UnMetal was first released for the PlayStation Vita on 21 April 2021 with a limited run of physical copies published by Eastasiasoft. Experience from the PS Vita release was used to improve aspects of the game ahead of its digital ports, such as the graphics of certain levels. The game was among the indie titles that were teased in the Guerrilla Collective showcase at E3 2021, the final Electronic Entertainment Expo before the event's retirement in 2023. UnMetal was released on Steam, the PlayStation Store, the Xbox Games Store, and the Nintendo eShop on 28 September 2021.

== Reception ==
UnMetal received mostly positive reviews upon release. Review aggregator Metacritic displays a score of 85 out of 100 based on 7 critic reviews, and a user score of 8.3 based on 36 user ratings.

In a review for PC Gamer, Joseph Knoop praised the game's humor, the influence of the unreliable narration, and how it captured "Hideo Kojima's flair for bonkers storytelling, villainous monologuing, and action hero logic". Francis DiPersio of Hey Poor Player similarly lauded the humor and influence of the narration on gameplay, saying "there were moments that literally left me in tears and gasping for breath as if I were infected with FOXDIE", though he also criticized the "obnoxious" difficulty of two maze segments that must be completed without errors. Daniel Weissenberger of Gamecritics.com called UnMetal "one of the most successful comedy games of all time" and commended how well it parodied Metal Gear and Kojima's "ultra-serious" storytelling.
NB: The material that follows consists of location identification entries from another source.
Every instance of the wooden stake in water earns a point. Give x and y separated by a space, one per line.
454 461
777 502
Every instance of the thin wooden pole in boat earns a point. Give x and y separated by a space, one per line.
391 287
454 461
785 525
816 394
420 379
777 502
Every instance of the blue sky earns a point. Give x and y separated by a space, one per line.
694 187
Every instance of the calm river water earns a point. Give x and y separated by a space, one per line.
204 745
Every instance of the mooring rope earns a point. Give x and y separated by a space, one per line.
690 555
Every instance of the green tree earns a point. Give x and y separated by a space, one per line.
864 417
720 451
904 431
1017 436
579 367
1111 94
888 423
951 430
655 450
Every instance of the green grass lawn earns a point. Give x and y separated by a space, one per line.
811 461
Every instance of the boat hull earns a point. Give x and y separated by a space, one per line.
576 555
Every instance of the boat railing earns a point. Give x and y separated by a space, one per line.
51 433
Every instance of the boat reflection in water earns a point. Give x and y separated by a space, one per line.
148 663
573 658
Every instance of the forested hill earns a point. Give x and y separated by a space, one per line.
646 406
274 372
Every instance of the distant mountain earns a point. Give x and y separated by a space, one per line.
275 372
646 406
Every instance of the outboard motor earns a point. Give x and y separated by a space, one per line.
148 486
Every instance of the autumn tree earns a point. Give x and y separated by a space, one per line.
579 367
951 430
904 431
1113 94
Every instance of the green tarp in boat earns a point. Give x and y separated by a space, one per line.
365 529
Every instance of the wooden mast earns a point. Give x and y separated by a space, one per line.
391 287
Ryan Keenum, writing for Screen Rant, highlighted how the comedic elements helped the game stand out and remain original even as a clear Metal Gear parody, which he attributed to "clever, enjoyable writing". In Third Coast Review, Antal Bokor called the game "absurd in the most delightful ways" and deemed it one of his favorite games of 2021.

Reviewing the Switch version for Nintendo Life, Stuart Gipp was more critical, describing the game as "almost feel[ing] like a minigame collection" owing to its "fragmented" gameplay style and adding that he "didn't laugh or even really smirk" at the game's humor, though he did enjoy the gameplay and called UnMetal "a game that could never be accused of lacking in ideas across its 10ish-hour runtime". A.J. Maciejewski of Video Chums found the game funny and highlighted the viability of non-lethal weapons, but criticized the trial and error nature of certain segments and boss battles that force the player to lose repeatedly to learn how to proceed. Arana Judith of WellPlayed liked the game's concept of lampooning Kojima's works and complimented the strength of the gameplay, but she disliked how the player is forced to heal enemies they shoot, calling it "tedious" especially after the alarm is triggered, and described the cover system as being poorly-conveyed and too limited to effectively hide with.